Setting Retracted paper mill publications listed in the Retraction Watch database were used for model training. The cancer research corpus was screened by the model using the PubMed database restricted to original cancer research articles published between 1999 and 2024.
Population The model was trained on 2202 retracted paper mill papers and validated on independent data collected by image integrity experts. 2.6 million cancer research papers were screened.
Main outcome measures Classification performance of the model. Prevalence of papers flagged as similar to retracted paper mill publications with 95% confidence intervals and their distribution over time, by country, publisher, cancer type, research area, and within high impact journals (top 10%).
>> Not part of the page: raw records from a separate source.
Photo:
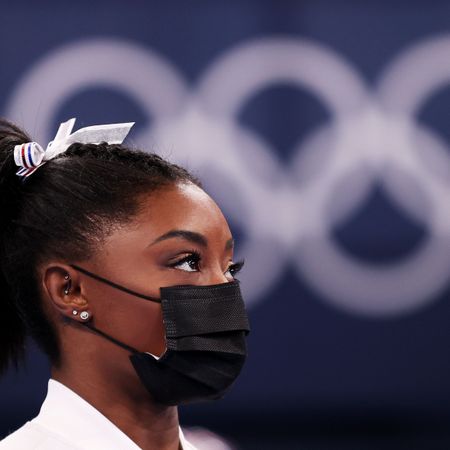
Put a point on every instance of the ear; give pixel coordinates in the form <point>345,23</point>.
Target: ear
<point>61,285</point>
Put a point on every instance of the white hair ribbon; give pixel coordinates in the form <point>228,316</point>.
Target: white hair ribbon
<point>31,155</point>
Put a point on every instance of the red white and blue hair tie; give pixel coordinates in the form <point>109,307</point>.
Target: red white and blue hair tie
<point>30,156</point>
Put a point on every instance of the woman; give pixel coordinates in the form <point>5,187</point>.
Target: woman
<point>121,267</point>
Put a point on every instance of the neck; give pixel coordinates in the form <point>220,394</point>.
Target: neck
<point>125,403</point>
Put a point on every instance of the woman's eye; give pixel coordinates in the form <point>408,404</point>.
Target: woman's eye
<point>235,268</point>
<point>189,263</point>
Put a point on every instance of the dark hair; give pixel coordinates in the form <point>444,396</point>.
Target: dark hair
<point>62,210</point>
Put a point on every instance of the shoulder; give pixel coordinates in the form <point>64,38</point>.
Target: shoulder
<point>32,436</point>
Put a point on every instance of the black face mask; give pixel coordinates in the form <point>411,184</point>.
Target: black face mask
<point>205,336</point>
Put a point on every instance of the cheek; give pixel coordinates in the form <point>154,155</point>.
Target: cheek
<point>137,323</point>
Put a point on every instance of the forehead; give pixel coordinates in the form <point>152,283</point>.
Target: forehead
<point>182,206</point>
<point>178,207</point>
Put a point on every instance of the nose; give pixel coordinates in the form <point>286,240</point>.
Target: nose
<point>217,277</point>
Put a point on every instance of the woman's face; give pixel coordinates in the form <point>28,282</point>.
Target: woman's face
<point>179,237</point>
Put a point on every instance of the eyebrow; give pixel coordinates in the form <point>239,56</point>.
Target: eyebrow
<point>190,236</point>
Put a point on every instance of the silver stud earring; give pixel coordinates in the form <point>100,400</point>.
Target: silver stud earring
<point>69,285</point>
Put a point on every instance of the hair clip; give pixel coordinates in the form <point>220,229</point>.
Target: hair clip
<point>29,156</point>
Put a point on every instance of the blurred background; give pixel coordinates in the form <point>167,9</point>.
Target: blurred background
<point>322,129</point>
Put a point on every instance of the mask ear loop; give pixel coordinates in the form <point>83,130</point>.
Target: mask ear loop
<point>117,286</point>
<point>122,288</point>
<point>111,339</point>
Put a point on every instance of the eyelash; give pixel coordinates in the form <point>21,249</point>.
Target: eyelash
<point>195,258</point>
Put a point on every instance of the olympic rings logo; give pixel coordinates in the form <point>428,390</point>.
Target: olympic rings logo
<point>286,213</point>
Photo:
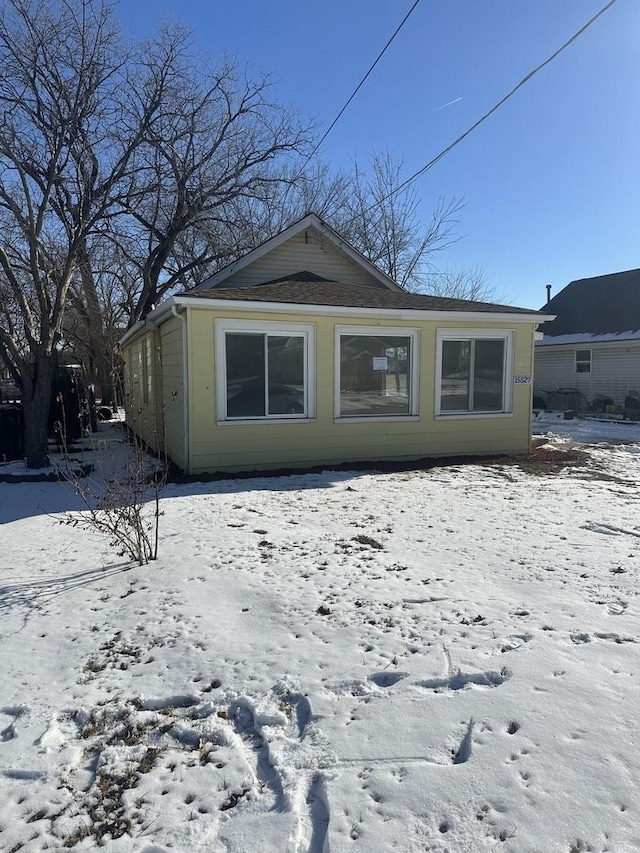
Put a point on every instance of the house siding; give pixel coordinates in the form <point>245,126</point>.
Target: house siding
<point>144,411</point>
<point>173,391</point>
<point>298,254</point>
<point>615,369</point>
<point>234,447</point>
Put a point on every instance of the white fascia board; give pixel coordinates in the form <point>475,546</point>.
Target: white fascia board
<point>309,221</point>
<point>151,321</point>
<point>343,311</point>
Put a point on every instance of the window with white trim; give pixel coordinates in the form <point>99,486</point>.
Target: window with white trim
<point>474,372</point>
<point>264,370</point>
<point>376,372</point>
<point>583,361</point>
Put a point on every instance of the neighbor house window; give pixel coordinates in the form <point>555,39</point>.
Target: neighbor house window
<point>264,370</point>
<point>583,361</point>
<point>473,372</point>
<point>376,372</point>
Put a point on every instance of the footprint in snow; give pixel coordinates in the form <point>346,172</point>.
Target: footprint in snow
<point>387,679</point>
<point>464,680</point>
<point>580,638</point>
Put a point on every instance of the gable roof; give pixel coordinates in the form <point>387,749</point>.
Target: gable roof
<point>309,222</point>
<point>603,305</point>
<point>333,293</point>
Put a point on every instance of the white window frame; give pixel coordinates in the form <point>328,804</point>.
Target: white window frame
<point>305,330</point>
<point>414,363</point>
<point>578,361</point>
<point>508,337</point>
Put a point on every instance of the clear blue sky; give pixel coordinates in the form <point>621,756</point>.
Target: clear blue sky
<point>552,179</point>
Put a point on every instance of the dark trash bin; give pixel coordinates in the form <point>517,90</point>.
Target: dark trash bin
<point>11,432</point>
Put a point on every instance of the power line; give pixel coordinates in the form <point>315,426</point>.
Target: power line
<point>497,106</point>
<point>359,86</point>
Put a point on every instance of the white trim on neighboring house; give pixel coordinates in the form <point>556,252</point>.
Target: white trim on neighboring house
<point>305,330</point>
<point>583,362</point>
<point>308,221</point>
<point>507,335</point>
<point>414,362</point>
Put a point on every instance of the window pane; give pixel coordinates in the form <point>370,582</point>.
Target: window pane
<point>456,362</point>
<point>488,375</point>
<point>374,375</point>
<point>583,361</point>
<point>286,375</point>
<point>245,375</point>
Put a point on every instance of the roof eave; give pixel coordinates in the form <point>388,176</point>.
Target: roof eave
<point>352,311</point>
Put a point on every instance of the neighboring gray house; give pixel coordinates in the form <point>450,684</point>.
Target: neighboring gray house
<point>593,345</point>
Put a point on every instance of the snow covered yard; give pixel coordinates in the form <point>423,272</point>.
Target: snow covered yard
<point>442,660</point>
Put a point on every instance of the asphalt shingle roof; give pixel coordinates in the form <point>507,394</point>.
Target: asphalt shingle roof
<point>606,304</point>
<point>351,296</point>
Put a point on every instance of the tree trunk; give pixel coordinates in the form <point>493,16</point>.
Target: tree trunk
<point>36,400</point>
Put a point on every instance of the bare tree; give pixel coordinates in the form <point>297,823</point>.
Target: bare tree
<point>218,138</point>
<point>59,81</point>
<point>381,219</point>
<point>141,148</point>
<point>463,283</point>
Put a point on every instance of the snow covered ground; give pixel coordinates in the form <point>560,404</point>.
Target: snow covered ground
<point>442,660</point>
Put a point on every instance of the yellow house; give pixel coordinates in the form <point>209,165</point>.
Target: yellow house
<point>302,353</point>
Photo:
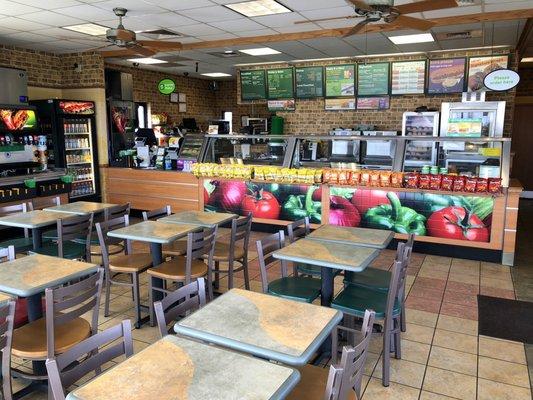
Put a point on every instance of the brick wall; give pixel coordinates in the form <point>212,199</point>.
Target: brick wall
<point>311,118</point>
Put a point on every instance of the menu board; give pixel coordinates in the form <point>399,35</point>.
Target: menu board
<point>340,81</point>
<point>446,75</point>
<point>253,85</point>
<point>309,82</point>
<point>280,83</point>
<point>373,79</point>
<point>480,67</point>
<point>408,77</point>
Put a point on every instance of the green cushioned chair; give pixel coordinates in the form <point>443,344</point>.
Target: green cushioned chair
<point>297,288</point>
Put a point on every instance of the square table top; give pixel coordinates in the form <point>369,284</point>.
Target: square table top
<point>377,238</point>
<point>200,218</point>
<point>33,219</point>
<point>348,257</point>
<point>153,232</point>
<point>30,275</point>
<point>263,325</point>
<point>176,368</point>
<point>81,207</point>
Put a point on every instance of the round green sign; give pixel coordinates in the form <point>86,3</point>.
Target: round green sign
<point>166,86</point>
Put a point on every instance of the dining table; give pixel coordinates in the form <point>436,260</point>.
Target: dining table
<point>265,326</point>
<point>176,368</point>
<point>35,220</point>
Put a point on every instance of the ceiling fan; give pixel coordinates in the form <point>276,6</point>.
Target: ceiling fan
<point>386,11</point>
<point>127,41</point>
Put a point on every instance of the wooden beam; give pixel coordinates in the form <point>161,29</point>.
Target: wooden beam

Results The model achieved an accuracy of 0.91. When applied to the cancer research literature, it flagged 261 245 of 2 647 471 papers (9.87%, 95% confidence interval 9.83 to 9.90) and revealed a large increase in flagged papers from 1999 to 2024, both across the entire corpus and in the top 10% of journals by impact factor. More than 170 000 papers affiliated with Chinese institutions were flagged, accounting for 36% of Chinese cancer research articles. Most publishers had published substantial numbers of flagged papers. Flagged papers were overrepresented in fundamental research and in gastric, bone, and liver cancer.






Conclusions Paper mills are a large and growing problem in the cancer literature and are not restricted to low impact journals. Collective awareness and action will be crucial to address the problem of paper mill publications.